When I go from device to device, in search of that perfect phone, I do what probably everyone else does: go through the routine. I check out the screen with some high definition videos. I check out the speakers with some calls on speaker (and more videos). I move through home screens, and launch apps only to close them in quick succession. On Android, I do my best to cause a forced closure, and on iOS I do my best to get the Springboard to relaunch. (I know not everyone aims to “break” a phone, but I just like to see what the threshold’s at. A device gets huge bonus points for not failing on me.)
I go through the process of testing all these things over the course of a few days, from the keyboard to the front-facing camera, just to see how it all compares to the device I owned previously. Is it a step up? To put it bluntly: is it _better_? If the phone I want to switch to isn’t better than what I was using previously, then I won’t switch. I’m not moving laterally, and I’m especially not stepping backwards when I get my hands on a new piece of hardware.
Since the camera has become my most important feature, when I finally get around to testing that specific piece of functionality it can mean the end of my time with a phone pretty quickly. No matter if I’ve liked everything else about the device or not. Motorola’s Moto X was quickly becoming my favorite phone of 2013, up until I used the camera, for instance.
I should really start testing the camera first. Hmm…
Last night I found myself messing around with the Moto X again, playing around with the features and trying to hold back the desire to use it as my personal device. I’ve tried and it didn’t work out, but I’m telling you right now that the Moto X is just one of those devices that calls to you when you have it in your hand. With so many devices out there, it’s rare to find one that fits so well in the hand, and the Moto X fits that bill.
That’s when I realized that the perfect device may actually just be a merging of two current handsets. While I sat there and played around with the Moto X, I kept thinking about how much the camera had disappointed me, and if only it had been better . . . That’s when the Lumia 1020 from Nokia flashed into my head. And suddenly it became clear.

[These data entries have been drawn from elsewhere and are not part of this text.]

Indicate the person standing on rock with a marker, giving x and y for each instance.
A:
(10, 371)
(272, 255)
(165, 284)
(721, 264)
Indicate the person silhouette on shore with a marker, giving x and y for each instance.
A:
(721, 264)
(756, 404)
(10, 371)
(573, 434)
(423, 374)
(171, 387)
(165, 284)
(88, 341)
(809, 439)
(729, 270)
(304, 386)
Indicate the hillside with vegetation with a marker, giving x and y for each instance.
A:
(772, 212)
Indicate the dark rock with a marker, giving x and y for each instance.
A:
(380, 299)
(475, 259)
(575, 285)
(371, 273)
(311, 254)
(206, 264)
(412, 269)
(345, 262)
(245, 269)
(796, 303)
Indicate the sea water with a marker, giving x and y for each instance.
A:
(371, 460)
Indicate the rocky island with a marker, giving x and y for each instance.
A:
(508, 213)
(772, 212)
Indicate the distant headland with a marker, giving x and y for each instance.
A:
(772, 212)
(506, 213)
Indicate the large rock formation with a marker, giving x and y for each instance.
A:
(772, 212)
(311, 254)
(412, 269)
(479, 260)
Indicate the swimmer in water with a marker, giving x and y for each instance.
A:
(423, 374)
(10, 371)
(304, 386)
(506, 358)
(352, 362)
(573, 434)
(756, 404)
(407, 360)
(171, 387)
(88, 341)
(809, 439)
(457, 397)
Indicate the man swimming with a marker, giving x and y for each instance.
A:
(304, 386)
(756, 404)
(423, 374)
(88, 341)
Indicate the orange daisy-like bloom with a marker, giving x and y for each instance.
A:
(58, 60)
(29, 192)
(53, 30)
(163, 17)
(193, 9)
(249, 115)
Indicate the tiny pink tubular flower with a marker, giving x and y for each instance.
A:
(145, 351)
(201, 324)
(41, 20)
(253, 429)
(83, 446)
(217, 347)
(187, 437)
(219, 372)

As it stands right now, the app situation on Windows Phone keeps me from sticking around the mobile OS for long. So while I think the Lumia 1020 is a great device overall, I basically just want that camera to be pulled from the device and shoved into another handset. Which handset, you ask? Well, that should be obvious: the Moto X!

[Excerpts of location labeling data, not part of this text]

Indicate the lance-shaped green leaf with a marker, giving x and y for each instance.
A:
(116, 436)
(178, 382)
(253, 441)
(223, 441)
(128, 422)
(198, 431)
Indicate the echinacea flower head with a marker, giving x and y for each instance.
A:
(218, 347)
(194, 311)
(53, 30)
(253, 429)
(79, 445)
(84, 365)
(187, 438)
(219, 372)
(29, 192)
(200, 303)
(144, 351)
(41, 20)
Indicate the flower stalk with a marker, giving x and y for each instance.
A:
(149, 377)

Right now, at this very moment, that’s what I think my perfect device moving into 2014 would be. And some people might think I’m crazy, because then you’ve got “the hump” on the back of the Moto X, but I’d happily accept that bump if Motorola could make sure the device as a whole still felt great in the hand. (For what it’s worth, the Lumia 1020 does feel good in the hand, so I think Motorola could figure it out.)

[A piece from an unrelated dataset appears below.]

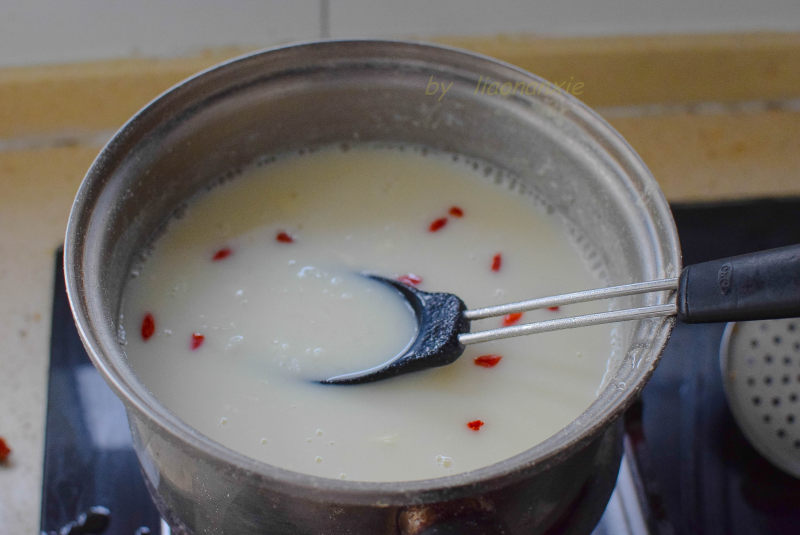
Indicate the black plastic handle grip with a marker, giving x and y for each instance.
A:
(753, 286)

Stepping out of the Fictional Bubble for a moment, and looking at the state of devices moving forward, I just want there to be a bigger focus on cameras in general. I know we’ve focused on cameras before in the past, which is what led us to cameras like that in the Lumia 1020, but I want more companies to embrace the feature, too. Not just Samsung, Nokia and Apple. LG got it close, and so did HTC, but there’s still a lot of room to grow and improve.
I want to see some amazing cameras in 2014. Let’s make that a reality.
Is that something you’re hoping we see in 2014, too? If you had the ability, which two devices would you combine to make a Super Phone? Let me know!